I looked at Ames who nodded and touched the revolver in his pocket. We headed down Bahia Vista past Mennonite churches and the huge Der Dutchman restaurant and just past McIntosh turned into Sherwood Forest and headed toward the cul-de-sac where Michael Merrymen lived and did battle against the world.

We didn’t make it all the way down the street. There were yellow police barricades up blocking the circle at the end of the cul-de-sac. Two police cars were parked just outside the barricade and one was inside the enclosure.

Outside of the Merrymen house three men were talking. Two of them were uniformed cops. One was Detective Ed Viviase. I considered just backing out, but Viviase’s eyes came up and took me in. He recognized the Taurus. He recognized Ames and he may even have seen Mickey in the backseat.

There was no choice. I parked. I suggested that Ames park his Buntline special or whatever it was under the front seat.

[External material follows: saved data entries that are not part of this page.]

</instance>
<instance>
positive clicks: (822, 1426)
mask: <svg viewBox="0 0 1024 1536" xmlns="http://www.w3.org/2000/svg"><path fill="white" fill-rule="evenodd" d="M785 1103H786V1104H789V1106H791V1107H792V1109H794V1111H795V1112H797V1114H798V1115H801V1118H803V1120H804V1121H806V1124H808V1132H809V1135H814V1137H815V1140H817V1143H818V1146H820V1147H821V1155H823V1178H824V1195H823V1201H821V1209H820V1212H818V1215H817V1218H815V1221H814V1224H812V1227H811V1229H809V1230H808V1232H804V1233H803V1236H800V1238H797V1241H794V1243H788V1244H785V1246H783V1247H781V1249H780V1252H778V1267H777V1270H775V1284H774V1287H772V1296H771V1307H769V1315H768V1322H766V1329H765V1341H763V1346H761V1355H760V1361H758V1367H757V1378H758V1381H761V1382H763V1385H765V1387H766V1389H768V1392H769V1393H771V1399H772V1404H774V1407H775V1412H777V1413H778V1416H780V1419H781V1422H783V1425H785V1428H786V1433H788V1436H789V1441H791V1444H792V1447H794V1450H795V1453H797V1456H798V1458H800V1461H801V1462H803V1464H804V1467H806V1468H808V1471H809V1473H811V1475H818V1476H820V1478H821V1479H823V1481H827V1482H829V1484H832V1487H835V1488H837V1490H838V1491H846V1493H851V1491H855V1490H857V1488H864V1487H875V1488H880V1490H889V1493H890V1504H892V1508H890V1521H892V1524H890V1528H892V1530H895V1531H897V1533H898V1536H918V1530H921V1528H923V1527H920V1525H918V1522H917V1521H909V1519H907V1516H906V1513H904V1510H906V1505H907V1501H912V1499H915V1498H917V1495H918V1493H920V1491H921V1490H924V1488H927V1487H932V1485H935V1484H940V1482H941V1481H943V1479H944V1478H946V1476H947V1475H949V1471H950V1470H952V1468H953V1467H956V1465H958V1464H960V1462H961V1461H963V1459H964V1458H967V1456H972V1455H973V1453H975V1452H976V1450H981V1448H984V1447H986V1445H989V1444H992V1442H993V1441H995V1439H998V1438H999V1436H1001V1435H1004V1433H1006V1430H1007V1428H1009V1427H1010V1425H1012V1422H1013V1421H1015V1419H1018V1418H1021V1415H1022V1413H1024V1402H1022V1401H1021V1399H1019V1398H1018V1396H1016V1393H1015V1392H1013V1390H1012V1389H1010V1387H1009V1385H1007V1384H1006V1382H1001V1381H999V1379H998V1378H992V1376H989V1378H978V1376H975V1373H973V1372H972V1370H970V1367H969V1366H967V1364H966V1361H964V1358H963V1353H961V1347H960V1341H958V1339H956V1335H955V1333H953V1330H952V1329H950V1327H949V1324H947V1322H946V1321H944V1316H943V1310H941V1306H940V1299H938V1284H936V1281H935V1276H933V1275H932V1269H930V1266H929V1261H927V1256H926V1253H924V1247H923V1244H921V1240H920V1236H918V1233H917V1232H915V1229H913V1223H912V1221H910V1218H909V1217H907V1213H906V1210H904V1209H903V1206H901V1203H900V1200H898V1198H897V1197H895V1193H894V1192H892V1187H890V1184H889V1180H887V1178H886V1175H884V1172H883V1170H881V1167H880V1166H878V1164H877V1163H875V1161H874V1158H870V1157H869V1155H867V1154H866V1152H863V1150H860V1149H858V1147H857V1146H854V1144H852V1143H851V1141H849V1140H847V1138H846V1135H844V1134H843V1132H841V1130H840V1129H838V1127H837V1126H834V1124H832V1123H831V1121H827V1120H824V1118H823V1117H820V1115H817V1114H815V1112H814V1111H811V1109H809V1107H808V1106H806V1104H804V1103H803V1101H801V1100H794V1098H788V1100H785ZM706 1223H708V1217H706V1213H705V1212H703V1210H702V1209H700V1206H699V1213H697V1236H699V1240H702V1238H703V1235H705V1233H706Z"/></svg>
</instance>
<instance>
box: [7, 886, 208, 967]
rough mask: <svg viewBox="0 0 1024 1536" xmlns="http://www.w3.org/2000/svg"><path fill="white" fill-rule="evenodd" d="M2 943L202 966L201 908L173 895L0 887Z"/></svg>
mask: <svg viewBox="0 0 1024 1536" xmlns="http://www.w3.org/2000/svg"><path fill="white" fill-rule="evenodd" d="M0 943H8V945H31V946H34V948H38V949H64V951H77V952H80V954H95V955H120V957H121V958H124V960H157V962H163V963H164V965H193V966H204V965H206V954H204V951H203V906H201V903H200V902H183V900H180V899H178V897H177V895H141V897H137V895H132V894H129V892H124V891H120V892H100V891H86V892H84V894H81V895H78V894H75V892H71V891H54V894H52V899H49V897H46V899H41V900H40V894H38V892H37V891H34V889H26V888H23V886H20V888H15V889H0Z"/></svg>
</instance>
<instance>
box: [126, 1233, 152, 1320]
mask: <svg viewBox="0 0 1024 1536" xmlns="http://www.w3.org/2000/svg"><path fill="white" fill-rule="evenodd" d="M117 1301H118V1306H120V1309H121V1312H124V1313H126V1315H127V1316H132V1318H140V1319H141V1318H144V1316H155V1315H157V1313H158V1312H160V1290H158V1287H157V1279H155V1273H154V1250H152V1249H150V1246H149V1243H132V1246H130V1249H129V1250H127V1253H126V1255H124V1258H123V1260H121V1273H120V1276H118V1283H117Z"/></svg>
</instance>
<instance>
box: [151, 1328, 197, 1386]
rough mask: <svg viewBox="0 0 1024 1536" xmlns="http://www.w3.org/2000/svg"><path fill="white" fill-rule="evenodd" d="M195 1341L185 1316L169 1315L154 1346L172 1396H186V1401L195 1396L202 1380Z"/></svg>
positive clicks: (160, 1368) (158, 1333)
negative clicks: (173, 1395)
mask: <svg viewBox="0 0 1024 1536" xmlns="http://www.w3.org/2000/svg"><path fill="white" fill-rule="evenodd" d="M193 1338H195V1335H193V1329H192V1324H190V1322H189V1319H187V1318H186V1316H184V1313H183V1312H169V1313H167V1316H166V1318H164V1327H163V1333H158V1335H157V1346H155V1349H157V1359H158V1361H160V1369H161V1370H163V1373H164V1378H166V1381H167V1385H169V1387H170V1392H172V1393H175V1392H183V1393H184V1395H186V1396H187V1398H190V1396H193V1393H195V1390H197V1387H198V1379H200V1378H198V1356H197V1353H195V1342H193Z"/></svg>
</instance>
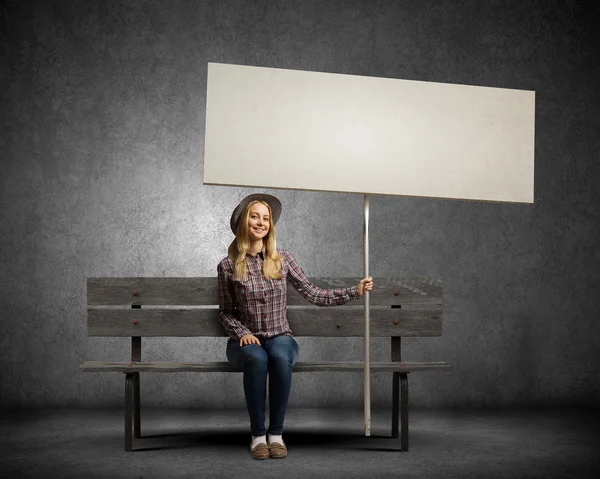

He did and we got out. The three of us walked slowly between the barricades and headed for the house. Viviase, looking even more solid outdoors than in his office, looked up at the sun and then at us as he came forward to meet us.

“I believe in coincidence,” he said in greeting. “I really do. Seen plenty of it. But it’s not my first choice when I try to explain things. Fonesca, what are you doing here?”

“This is Mickey Merrymen,” I said. “He lives in there with his father.”

“Wrong tense,” said Viviase, looking at Mickey. “Sorry to tell you this, but your father is dead.”

“And the dog?” asked Mickey.

“Dead too. Sorry.”

“No,” said Mickey. “He won’t attack me when I go in and get my things.”

“You don’t seem surprised your father is dead,” Viviase said.

“I don’t care,” Mickey said. “Yes, I do. I feel… I don’t know the word?”

“Happy?” Viviase tried.

“Relieved,” I helped.

“Relieved,” said Mickey. “Yes, relieved. My father was crazy. When my mother died…”

“What happened to your face?” asked Viviase.